Friday, February 10, 2012

10/02/2012: Joining the hands of the US economy

US President Harry Truman once famously demanded a one-handed economist – exasperated by economists’ tendency to qualify all of their statements with “on the one hand” and “on the other hand.” The mixed signals emanating from the US economy right now also make it difficult to arrive at unequivocal conclusions: Recent statistics show a steadily improving economy, but the Federal Reserve continued to paint a sobering picture despite this new information.
First, let’s look at the statistics. While not outstanding, fourth-quarter GDP growth came in at a solid annualized rate of 2.8 percent. Moreover, the US labor market improved significantly in January, with unemployment dropping to 8.3 percent, the best figure since February 2009.
But compare this with Fed Chairman Ben Bernanke’s latest congressional testimony. After acknowledging improved economic conditions, he went on to stress that “the sluggish expansion has left the economy vulnerable to shocks,” and economic developments must be monitored closely because the outlook for the US “remains uncertain.” This is not exactly upbeat.
Reconciling these pictures presents us with another dilemma. We can claim that one is right and the other is wrong. Or we can consider the possibility that the Federal Reserve is motivated by more than the state of the US economy – and hence these perspectives are not so contradictory after all.
Many economists are taking the former approach, pointing out what they see as serious flaws in the data. The latest US growth figure may have been 2.8 percent, they say, but 2 percentage points came from involuntary inventory buildup. Real demand thus only grew by 0.8 percent, which is nothing exciting. Moreover, the GDP price index measured inflation at just 0.4 percent in the fourth quarter, taking nominal GDP growth to 3.2 percent. Correcting this growth for 3 percent headline consumer price inflation suddenly makes it look flat.
However, if we take the positive data at face value, I tend to think the Fed’s rather bleak comments have another goal. After all, if the economy really is improving, delaying the first interest rate increase until late 2014 simply doesn’t make sense – unless the Fed wants to see something more than a recovery before it hikes rates.
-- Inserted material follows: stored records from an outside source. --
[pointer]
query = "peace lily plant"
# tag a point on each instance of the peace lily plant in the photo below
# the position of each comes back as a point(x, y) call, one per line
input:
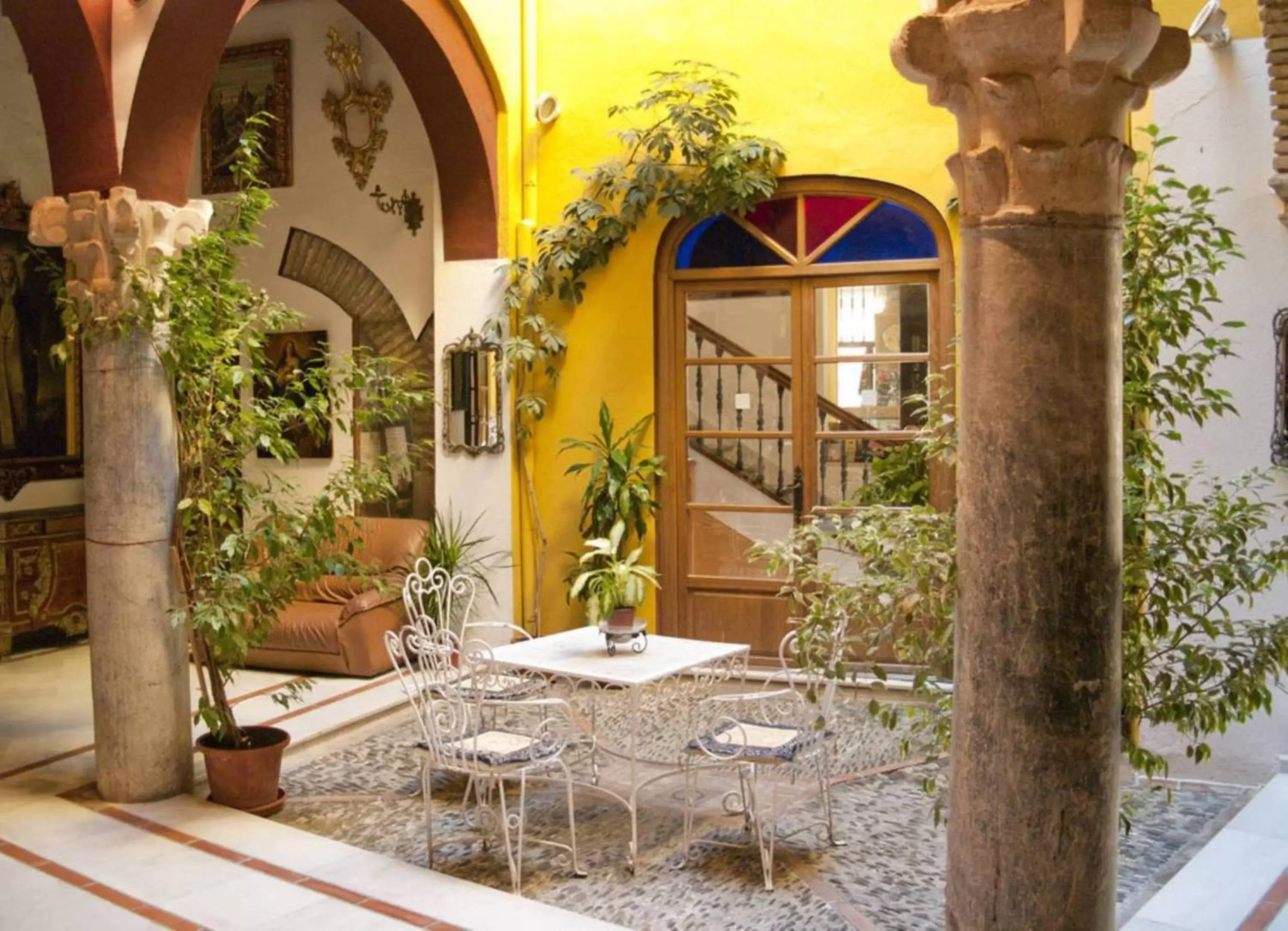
point(610, 582)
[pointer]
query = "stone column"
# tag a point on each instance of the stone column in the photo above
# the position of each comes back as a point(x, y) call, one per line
point(138, 658)
point(1041, 91)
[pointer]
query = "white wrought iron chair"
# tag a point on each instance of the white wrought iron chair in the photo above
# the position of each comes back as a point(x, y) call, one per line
point(784, 729)
point(434, 598)
point(527, 745)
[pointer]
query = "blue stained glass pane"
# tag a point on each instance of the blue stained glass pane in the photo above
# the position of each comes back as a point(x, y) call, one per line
point(889, 232)
point(719, 243)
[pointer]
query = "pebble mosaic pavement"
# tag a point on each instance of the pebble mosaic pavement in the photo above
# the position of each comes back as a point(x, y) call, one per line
point(890, 872)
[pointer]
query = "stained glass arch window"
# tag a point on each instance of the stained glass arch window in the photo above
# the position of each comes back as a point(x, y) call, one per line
point(811, 228)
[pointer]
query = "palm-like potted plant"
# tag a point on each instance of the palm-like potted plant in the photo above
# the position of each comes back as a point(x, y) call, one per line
point(614, 586)
point(244, 537)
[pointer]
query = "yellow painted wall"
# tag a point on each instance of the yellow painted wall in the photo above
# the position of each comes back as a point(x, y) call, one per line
point(1242, 15)
point(816, 76)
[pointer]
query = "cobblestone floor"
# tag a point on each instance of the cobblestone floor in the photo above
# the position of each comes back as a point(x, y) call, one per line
point(890, 873)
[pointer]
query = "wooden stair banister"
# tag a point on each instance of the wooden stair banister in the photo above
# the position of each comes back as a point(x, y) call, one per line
point(702, 332)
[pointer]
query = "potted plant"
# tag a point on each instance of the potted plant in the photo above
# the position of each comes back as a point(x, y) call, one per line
point(245, 537)
point(462, 550)
point(614, 586)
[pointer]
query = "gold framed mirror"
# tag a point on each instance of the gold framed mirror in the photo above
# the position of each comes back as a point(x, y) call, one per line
point(472, 396)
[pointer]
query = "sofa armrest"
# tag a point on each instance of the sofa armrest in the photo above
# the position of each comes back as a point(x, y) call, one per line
point(365, 602)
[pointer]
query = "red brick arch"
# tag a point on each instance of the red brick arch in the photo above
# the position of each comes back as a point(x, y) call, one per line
point(427, 42)
point(69, 49)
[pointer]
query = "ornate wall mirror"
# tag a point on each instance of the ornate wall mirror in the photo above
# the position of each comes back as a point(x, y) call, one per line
point(472, 396)
point(1279, 438)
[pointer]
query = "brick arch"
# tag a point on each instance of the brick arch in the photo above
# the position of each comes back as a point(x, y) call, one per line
point(69, 51)
point(1274, 29)
point(334, 272)
point(429, 44)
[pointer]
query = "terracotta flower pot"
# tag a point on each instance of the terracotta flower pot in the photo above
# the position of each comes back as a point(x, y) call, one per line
point(621, 620)
point(246, 778)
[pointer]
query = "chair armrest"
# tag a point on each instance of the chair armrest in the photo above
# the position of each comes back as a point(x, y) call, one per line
point(365, 602)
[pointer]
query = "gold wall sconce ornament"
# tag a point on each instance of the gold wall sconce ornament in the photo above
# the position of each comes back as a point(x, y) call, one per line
point(358, 150)
point(410, 208)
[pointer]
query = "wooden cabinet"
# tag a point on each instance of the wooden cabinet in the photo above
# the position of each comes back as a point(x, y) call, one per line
point(42, 573)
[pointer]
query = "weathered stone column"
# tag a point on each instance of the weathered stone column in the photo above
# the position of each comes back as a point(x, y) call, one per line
point(1041, 91)
point(138, 658)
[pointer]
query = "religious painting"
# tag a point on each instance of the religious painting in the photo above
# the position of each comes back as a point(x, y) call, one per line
point(39, 396)
point(292, 356)
point(252, 79)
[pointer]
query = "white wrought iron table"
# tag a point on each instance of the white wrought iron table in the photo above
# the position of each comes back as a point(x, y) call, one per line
point(668, 669)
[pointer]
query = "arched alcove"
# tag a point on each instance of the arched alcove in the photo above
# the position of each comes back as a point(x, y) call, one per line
point(334, 272)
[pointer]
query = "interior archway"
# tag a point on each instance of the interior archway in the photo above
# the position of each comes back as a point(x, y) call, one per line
point(379, 323)
point(793, 346)
point(428, 44)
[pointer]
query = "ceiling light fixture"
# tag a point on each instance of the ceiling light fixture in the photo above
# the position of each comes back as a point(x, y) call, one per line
point(1210, 26)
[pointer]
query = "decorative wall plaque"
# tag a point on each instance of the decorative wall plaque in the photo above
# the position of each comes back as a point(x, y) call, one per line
point(39, 399)
point(252, 79)
point(1279, 438)
point(357, 145)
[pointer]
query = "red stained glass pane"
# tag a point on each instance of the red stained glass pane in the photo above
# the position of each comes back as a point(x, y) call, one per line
point(825, 216)
point(777, 219)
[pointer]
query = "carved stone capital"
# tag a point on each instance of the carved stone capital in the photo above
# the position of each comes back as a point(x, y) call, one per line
point(101, 239)
point(1041, 91)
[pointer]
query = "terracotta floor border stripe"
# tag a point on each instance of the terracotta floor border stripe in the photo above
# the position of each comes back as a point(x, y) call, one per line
point(333, 700)
point(321, 886)
point(1274, 902)
point(106, 893)
point(257, 693)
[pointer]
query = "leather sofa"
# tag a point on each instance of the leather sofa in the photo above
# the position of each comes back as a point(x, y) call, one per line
point(338, 624)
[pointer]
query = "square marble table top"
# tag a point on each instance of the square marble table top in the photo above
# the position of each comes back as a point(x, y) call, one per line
point(583, 653)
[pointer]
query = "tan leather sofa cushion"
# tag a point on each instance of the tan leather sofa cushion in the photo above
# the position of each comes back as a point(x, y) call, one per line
point(308, 627)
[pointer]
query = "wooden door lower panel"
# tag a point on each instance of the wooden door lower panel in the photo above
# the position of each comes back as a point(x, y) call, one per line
point(741, 618)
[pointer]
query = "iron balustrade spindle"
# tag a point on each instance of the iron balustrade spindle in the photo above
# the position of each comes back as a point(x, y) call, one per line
point(760, 428)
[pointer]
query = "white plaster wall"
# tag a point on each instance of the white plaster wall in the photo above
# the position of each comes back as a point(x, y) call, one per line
point(324, 199)
point(25, 158)
point(132, 29)
point(1220, 111)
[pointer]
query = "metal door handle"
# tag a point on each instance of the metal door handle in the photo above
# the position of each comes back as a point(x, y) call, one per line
point(798, 495)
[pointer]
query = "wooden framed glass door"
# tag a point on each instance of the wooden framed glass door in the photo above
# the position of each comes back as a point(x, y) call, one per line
point(790, 352)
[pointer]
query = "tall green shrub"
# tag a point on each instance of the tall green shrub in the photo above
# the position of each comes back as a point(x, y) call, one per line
point(1200, 551)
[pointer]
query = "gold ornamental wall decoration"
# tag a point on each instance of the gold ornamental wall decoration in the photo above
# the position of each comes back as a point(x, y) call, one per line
point(358, 152)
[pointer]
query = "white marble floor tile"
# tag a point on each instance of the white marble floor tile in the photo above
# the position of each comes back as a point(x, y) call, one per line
point(450, 899)
point(249, 835)
point(1147, 925)
point(1221, 885)
point(250, 901)
point(36, 902)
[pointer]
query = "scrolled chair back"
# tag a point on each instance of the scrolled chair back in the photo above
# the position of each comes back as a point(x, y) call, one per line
point(434, 598)
point(809, 661)
point(424, 663)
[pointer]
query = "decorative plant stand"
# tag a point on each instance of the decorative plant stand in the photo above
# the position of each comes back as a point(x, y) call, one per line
point(635, 635)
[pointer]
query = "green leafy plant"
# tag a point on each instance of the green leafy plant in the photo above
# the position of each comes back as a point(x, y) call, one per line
point(608, 580)
point(682, 158)
point(460, 549)
point(1198, 549)
point(619, 478)
point(245, 541)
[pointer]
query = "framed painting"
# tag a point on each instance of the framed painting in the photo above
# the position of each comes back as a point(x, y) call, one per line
point(39, 396)
point(252, 79)
point(290, 355)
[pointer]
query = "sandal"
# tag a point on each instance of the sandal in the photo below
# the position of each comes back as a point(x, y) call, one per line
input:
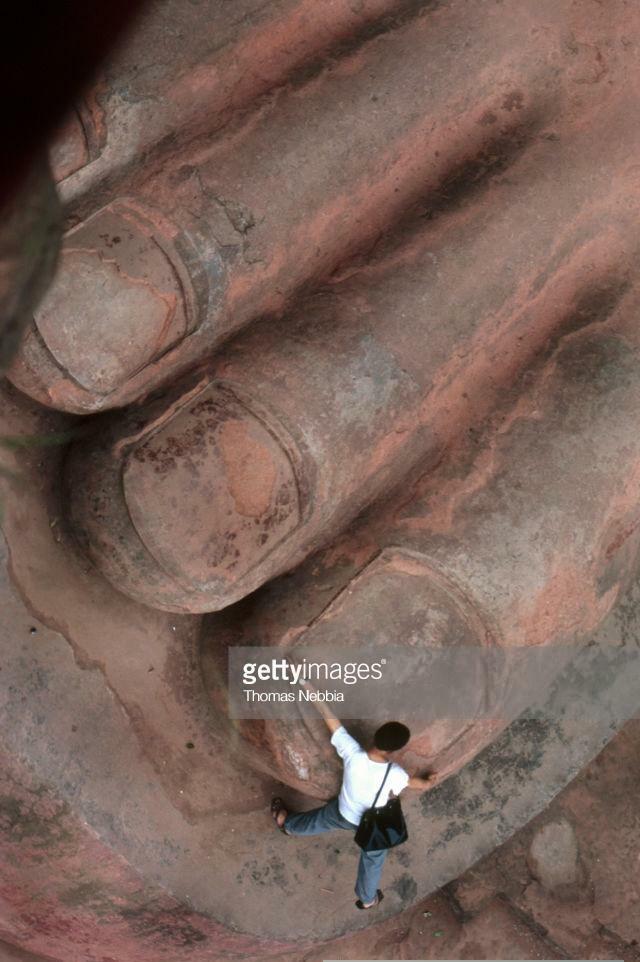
point(379, 897)
point(277, 806)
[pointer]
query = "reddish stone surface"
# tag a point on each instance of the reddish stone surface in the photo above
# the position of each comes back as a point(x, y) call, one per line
point(349, 175)
point(529, 546)
point(426, 215)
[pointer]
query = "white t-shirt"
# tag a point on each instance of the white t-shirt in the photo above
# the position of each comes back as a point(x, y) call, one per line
point(362, 778)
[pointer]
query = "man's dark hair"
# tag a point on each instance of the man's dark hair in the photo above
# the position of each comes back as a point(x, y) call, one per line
point(391, 736)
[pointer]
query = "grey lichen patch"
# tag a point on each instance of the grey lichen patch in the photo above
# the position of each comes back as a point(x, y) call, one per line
point(21, 821)
point(406, 888)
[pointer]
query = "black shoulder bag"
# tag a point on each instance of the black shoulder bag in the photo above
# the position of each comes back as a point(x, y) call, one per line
point(382, 827)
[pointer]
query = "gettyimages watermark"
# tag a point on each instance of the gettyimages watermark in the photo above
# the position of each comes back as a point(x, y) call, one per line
point(429, 684)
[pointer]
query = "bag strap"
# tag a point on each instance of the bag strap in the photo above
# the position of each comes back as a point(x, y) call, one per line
point(382, 786)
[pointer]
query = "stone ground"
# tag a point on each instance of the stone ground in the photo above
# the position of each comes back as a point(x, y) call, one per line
point(567, 886)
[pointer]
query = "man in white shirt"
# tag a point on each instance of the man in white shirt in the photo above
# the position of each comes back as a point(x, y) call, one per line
point(364, 772)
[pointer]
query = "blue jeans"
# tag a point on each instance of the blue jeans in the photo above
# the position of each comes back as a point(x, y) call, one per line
point(326, 819)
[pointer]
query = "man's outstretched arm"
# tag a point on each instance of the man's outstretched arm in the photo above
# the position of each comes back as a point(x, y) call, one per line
point(333, 723)
point(422, 782)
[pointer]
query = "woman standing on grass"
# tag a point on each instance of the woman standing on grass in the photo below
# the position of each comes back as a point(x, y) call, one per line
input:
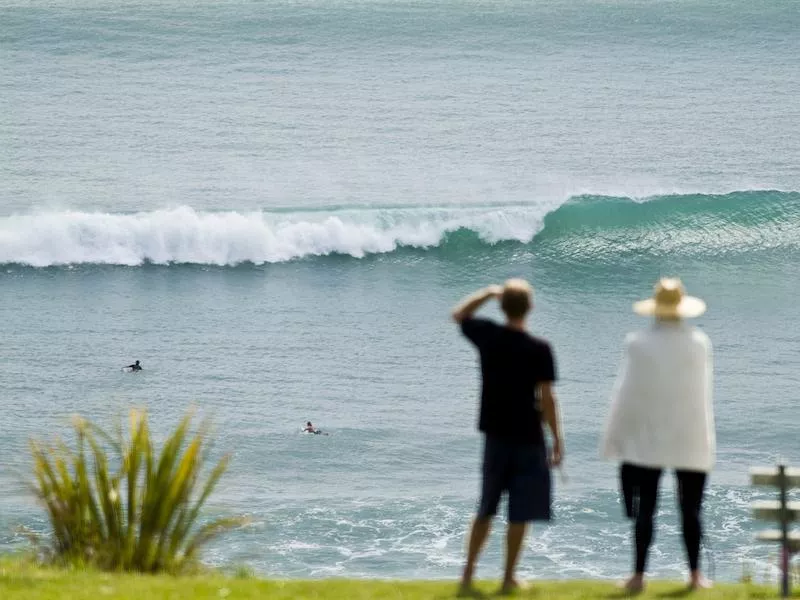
point(662, 418)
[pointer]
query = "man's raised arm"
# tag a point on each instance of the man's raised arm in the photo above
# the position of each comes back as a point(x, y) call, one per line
point(473, 302)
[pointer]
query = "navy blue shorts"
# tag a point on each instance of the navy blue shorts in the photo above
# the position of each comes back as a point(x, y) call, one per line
point(522, 471)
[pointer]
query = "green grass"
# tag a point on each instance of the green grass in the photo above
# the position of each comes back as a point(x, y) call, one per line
point(21, 580)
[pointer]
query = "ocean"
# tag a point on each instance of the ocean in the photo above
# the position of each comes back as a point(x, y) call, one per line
point(275, 205)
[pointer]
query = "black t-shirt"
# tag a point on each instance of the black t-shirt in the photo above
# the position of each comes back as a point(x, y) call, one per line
point(513, 362)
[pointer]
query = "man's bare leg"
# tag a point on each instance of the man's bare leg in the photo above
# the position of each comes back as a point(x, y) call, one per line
point(477, 537)
point(514, 537)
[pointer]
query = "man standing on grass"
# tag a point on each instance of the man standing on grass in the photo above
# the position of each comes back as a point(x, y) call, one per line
point(518, 372)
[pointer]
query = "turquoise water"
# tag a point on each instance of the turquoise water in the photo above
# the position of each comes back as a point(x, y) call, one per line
point(274, 207)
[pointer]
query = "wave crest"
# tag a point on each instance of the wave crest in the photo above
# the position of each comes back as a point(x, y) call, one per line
point(582, 228)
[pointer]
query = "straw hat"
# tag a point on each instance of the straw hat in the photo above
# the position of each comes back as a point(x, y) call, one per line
point(670, 301)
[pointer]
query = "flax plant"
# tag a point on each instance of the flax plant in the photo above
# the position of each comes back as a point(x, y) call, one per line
point(141, 516)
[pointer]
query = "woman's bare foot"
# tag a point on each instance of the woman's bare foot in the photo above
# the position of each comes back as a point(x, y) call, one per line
point(698, 582)
point(634, 584)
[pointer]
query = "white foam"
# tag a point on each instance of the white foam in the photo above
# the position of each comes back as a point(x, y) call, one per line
point(184, 235)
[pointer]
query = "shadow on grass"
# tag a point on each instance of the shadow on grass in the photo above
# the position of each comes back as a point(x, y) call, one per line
point(680, 592)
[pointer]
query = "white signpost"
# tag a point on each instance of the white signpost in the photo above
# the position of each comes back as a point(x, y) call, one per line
point(782, 511)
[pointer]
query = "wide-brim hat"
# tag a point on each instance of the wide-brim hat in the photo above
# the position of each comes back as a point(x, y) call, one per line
point(670, 301)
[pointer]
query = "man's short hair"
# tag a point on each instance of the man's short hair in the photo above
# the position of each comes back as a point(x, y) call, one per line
point(517, 298)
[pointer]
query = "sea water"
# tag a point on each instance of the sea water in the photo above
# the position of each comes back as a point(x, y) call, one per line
point(274, 206)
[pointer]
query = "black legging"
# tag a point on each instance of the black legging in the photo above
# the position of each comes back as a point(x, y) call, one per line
point(640, 491)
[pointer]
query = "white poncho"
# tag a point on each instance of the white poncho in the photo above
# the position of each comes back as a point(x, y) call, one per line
point(661, 407)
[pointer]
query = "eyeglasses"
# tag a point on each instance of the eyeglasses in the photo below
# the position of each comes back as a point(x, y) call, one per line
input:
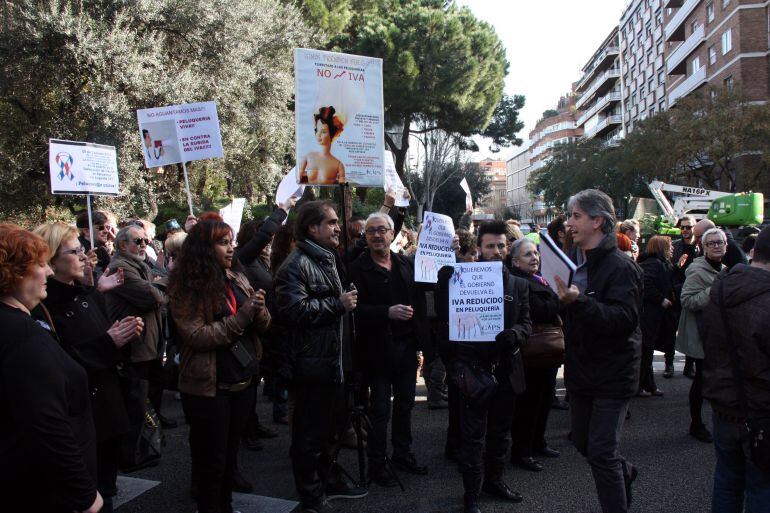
point(77, 251)
point(380, 230)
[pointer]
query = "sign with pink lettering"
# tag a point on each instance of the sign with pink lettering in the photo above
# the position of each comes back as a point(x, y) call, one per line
point(180, 133)
point(339, 118)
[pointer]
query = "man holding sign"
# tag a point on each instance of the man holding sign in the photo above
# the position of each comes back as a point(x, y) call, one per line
point(485, 367)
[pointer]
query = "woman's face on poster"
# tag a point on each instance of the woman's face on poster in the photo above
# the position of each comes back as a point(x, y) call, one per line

In my view, the Fed is waiting for a significant improvement of US public debt, which exceeds US GDP at over 15 trillion US dollars. The annual cost of servicing this debt will go up by 100 billion dollars with every rate hike of 0.65 percentage points .The US only enjoys even a AA+ credit rating is because its central bank can lower interest rates by printing money. If it were part of the Eurozone, where individual countries have no such recourse, its credit rating would likely fall somewhere between Belgium’s AA and Italy’s BBB+. Despite improving economic data, the Federal Reserve looks poised to keep rates lower until public debt comes down. By accentuating the negative at this potentially transitional moment – as the economic environment finally seems to be improving – the Fed can justify its decision without bringing US national debt into the discussion.